The OIG states that the arrangement plainly falls within the general statutory prohibition against improper inducements, and that it does not meet the statute’s exception for preventive care because the screening services are tied to follow-up care also reimbursable under Medicare and the follow-up services do not meet the statutory definition for preventive care. However, the OIG makes clear that it will not impose sanctions because there is little risk of fraud and abuse and because the potential financial benefit to the Hospital is minimal.
OIG Advisory Opinion 01-15
And on September 26, 2001, the OIG rendered an opinion regarding a proposal to subsidize Medicare+Choice premiums and co-payments for members eligible for both Medicare and certain Medicaid benefits. It again concluded that the arrangement could potentially generate prohibited remuneration but that it would not impose sanctions under the Anti-Kickback Statute or for violations of the prohibition against inducements to beneficiaries. The OIG’s primary motivation was the requestors’ intent to protect their Medicare+Choice members who are eligible to receive both Medicare and Medicaid from increased cost-sharing obligations. Even though the requesting managed care organizations operated the plans and provided the medical services under the plans, OIG concluded that the arrangement fit within the long-standing policy that providers are free to waive a Medicare beneficiary’s cost sharing obligation based on the individual’s financial need.

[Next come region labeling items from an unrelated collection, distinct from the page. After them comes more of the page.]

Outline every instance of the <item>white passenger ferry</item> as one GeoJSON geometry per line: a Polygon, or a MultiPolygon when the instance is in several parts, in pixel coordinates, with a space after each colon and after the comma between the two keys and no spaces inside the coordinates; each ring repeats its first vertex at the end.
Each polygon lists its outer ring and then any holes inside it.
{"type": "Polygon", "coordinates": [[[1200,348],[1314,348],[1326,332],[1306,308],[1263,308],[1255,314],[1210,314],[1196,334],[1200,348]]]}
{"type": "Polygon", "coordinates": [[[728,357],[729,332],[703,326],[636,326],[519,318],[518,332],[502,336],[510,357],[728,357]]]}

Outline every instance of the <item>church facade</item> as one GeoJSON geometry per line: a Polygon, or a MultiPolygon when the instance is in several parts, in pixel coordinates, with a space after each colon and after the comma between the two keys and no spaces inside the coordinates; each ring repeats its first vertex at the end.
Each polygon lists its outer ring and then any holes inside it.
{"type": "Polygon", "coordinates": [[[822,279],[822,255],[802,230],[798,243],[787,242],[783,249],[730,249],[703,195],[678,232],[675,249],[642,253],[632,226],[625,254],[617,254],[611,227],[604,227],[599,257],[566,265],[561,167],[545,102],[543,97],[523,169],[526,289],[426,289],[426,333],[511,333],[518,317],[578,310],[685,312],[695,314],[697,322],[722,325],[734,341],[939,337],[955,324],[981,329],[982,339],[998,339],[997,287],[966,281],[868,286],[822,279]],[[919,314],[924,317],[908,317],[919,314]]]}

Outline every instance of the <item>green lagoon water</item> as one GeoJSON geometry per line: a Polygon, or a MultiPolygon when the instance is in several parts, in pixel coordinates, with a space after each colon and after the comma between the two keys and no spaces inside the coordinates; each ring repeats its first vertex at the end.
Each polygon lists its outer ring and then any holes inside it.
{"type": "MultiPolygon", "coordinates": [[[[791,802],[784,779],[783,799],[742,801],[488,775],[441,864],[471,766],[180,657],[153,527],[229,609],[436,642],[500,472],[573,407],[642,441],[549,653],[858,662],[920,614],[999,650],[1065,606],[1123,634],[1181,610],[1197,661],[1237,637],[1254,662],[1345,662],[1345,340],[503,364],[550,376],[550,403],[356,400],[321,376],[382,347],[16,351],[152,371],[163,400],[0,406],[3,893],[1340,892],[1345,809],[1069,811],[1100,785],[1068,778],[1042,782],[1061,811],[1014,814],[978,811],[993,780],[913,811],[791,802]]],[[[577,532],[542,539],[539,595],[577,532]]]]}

While each of the arrangements under review in these opinions were not subject to administrative sanctions, you should not expect the OIG to offer other arrangements similar treatment. If you are contemplating an arrangement that may violate the federal rules, you may want to consider obtaining an advisory opinion from the OIG.
To view the opinions
summarized above, or for information about obtaining advisory opinions go to
[i] Section 1128A(a)(5) of the Social Security Act prohibits a person from offering or transferring remuneration to a beneficiary that such person knows or should know is likely to influence the beneficiary to order or receive items or services from a particular provider, practitioner or supplier for which payment may be made under the Medicare or Medicaid programs.
[ii] The Anti-Kickback Statute makes it a criminal offense for knowingly and willfully offering, paying, soliciting or receiving any remuneration to induce or reward referrals of items or services reimbursable under Federal health care programs.
[iii] OIG Advisory Opinion 98-5 – In the 1998 opinion, the OIG concluded that the COB potentially violated the Anti-Kickback Statute and the OIG would not waive administrative sanctions.